TC are you a photograper as your career or is it a side thing?  I won't use the word "professional" because you obviously are whether its part or full time


----------



## TCimages (Feb 22, 2008)

aww, thanks Lyncca. I appreciate that. It's just one of my many hobbies I really enjoy. You made my day!

thanks for all the other comments


----------



## lockwood81 (Feb 22, 2008)

Wow!!  Stunning, I thought I stumbled upon National Geographic...


----------



## TCimages (Feb 22, 2008)

lol.  THank YOU!


----------



## KOrmechea (Feb 23, 2008)

I like the colors of this guy.  

Cool shot.


----------



## TCimages (Feb 23, 2008)

Thanks


----------



## Antithesis (Feb 23, 2008)

Your macro shots are truly inspiring.

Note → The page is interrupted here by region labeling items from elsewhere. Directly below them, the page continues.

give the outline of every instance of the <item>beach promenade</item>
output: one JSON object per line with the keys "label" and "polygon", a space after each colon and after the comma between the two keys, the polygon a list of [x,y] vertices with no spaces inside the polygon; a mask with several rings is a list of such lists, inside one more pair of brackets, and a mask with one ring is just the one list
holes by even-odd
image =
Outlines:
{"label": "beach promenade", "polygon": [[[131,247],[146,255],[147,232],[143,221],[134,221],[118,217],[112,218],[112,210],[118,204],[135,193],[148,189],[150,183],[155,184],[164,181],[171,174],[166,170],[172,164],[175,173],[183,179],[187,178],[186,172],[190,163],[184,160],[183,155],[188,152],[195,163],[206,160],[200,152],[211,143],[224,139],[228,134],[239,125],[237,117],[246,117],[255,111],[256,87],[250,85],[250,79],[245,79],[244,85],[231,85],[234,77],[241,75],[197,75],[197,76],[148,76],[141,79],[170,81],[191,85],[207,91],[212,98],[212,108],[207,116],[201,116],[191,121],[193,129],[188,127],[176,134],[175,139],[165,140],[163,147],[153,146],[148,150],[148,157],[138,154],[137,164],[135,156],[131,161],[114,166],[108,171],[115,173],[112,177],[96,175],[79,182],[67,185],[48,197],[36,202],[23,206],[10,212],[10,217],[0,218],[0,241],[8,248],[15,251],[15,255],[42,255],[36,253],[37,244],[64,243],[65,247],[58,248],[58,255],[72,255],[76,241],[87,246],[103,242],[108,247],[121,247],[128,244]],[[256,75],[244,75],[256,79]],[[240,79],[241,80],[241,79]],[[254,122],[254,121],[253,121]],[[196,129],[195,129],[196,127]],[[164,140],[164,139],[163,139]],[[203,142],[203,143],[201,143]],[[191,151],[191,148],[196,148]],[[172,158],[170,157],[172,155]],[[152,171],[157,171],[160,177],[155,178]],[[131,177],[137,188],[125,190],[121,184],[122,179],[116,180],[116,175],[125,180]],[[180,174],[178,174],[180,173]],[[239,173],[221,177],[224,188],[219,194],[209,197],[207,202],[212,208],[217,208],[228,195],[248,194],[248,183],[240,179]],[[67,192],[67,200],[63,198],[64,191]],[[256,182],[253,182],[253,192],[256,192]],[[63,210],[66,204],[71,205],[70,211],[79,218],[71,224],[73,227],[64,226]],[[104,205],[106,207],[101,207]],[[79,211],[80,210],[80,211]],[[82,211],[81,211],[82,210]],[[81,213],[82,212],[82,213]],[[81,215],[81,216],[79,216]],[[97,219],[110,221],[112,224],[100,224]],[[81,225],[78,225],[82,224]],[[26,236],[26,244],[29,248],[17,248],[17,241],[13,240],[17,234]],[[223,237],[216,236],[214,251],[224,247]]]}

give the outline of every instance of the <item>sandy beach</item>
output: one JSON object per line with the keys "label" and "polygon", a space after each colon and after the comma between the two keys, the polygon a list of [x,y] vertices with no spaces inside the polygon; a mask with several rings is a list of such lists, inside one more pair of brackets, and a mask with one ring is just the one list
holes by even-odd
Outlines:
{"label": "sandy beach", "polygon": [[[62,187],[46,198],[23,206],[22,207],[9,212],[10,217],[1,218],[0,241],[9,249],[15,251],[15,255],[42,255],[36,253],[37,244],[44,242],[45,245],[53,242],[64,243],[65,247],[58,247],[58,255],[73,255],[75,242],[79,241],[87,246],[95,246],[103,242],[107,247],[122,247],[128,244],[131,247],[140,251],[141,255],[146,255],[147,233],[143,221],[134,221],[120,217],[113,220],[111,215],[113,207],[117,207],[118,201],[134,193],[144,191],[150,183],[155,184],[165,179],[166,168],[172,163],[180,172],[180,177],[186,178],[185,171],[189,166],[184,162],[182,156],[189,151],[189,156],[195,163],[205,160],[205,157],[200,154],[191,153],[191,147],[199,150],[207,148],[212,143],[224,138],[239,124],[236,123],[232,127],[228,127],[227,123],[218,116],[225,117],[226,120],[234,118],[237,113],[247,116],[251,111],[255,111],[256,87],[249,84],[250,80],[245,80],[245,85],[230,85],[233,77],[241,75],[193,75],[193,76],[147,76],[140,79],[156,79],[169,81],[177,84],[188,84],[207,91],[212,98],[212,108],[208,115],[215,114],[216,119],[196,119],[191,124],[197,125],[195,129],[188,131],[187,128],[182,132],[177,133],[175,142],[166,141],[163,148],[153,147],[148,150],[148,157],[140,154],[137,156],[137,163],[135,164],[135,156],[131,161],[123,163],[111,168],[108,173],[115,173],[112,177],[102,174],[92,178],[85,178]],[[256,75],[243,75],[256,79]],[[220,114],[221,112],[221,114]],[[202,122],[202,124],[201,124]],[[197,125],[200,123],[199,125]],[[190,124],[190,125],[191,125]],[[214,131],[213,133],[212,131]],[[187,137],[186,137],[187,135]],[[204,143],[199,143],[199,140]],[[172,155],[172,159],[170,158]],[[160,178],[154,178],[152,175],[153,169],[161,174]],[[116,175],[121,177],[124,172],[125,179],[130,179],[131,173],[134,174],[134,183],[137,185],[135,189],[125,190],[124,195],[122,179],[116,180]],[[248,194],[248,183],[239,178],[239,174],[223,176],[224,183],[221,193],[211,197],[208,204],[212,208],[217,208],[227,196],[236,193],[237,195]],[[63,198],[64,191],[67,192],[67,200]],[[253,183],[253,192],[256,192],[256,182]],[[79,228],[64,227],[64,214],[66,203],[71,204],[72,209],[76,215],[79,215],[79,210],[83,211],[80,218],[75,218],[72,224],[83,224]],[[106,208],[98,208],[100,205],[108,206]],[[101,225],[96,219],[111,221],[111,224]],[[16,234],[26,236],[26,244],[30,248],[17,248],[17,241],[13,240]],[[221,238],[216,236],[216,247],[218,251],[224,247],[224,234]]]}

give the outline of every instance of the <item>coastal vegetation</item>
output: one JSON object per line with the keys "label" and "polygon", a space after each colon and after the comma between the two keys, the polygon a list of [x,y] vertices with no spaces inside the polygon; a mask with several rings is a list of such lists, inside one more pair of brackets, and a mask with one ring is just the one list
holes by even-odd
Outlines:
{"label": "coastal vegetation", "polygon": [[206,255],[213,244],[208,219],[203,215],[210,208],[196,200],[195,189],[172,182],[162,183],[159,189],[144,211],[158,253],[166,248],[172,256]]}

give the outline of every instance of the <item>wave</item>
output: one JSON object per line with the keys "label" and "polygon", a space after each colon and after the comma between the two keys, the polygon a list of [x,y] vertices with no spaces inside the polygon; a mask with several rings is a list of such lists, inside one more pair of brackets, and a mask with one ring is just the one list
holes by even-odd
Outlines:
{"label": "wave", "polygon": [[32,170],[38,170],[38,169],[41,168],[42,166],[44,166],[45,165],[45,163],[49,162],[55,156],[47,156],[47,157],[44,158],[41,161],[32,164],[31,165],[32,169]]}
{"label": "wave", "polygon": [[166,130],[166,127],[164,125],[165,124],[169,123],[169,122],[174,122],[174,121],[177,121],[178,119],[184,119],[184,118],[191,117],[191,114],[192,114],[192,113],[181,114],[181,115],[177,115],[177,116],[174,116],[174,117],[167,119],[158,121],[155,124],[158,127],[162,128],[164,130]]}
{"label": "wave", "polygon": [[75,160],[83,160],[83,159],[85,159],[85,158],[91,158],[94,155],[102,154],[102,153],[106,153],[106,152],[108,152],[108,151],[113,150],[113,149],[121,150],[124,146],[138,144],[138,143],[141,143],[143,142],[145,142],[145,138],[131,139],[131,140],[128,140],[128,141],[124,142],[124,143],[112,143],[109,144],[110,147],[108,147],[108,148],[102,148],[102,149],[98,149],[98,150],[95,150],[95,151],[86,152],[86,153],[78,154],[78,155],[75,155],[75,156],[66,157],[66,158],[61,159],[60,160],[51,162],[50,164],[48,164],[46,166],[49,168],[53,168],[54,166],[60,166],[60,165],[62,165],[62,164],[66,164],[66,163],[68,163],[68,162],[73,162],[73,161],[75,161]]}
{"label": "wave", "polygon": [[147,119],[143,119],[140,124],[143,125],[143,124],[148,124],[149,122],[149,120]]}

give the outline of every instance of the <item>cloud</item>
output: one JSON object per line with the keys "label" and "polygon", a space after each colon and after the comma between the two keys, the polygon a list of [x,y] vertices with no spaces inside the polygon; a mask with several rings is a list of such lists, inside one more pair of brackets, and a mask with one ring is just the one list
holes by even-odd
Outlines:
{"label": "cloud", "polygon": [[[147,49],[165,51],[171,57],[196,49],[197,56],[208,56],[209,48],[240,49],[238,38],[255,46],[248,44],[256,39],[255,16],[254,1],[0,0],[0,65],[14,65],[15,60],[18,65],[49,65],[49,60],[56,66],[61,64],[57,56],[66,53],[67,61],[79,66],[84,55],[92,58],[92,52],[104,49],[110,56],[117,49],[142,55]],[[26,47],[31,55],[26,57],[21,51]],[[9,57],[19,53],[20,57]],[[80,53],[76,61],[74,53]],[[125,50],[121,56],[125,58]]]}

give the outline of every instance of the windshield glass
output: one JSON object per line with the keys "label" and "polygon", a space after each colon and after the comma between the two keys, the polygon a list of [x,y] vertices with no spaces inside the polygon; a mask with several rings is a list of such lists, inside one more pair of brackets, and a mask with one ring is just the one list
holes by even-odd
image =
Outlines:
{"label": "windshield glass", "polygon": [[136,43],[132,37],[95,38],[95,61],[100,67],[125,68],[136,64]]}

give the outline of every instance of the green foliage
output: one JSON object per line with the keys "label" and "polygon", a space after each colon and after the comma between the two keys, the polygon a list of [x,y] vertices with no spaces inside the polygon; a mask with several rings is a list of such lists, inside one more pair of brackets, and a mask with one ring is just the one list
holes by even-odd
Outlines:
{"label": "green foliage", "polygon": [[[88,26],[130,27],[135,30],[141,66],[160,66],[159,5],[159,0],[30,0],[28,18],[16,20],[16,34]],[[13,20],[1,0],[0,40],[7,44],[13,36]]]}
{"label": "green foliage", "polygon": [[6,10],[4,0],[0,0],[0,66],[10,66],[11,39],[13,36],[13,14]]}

They make me want a macro lens so bad, heh. Keep em coming, they are a joy to look at.


----------



## danir (Feb 25, 2008)

Fantastic as usual.

Dani.


----------



## neogfx (Feb 25, 2008)

Great image. Pin sharp detail on the whole insect, not so easily achieved when shooting this macro.
I find the daisy in the foreground a little distracting, but it's only a minor irritant.
Great job.


----------



## TCimages (Feb 25, 2008)

thanks for the comments


----------



## Lyncca (Feb 25, 2008)

Sooo, how close do you have to get to these critters to get their pictures? The answer could make it a no-go for me 



<----------- Girlie girl about bugs.


----------



## TCimages (Feb 26, 2008)

well, it depends.  On average within 6-10 inches.  You do have to get in the bushes with them tho.


----------



## NJMAN (Feb 27, 2008)

Lyncca said:


> TC are you a photograper as your career or is it a side thing? I won't use the word "professional" because you obviously are whether its part or full time


 
I agree, you are PRO in every sense of the word.  Excellent job as usual man! :thumbup: :thumbup:

NJ


----------



## Ann75 (Feb 27, 2008)

Wow, fantastic shot with amazing details and so close!  Beautiful composition with wonderful colors. Great work!

Greetings,
Ann


----------



## TCimages (Feb 28, 2008)

I'm certainly not a pro, but you guys sure make me feel like one.  Thank You!!!


----------



## 250Gimp (Feb 28, 2008)

Nice shot!!

Did you get that with your 100mm macro alone, or did you have to use tubes?


----------



## mdw (Feb 28, 2008)

Nice one! Crispy sharp!


----------



## TCimages (Feb 28, 2008)

250Gimp said:


> Nice shot!!
> 
> Did you get that with your 100mm macro alone, or did you have to use tubes?


 

Thanks again guys.   

Yes, just the 100mm


----------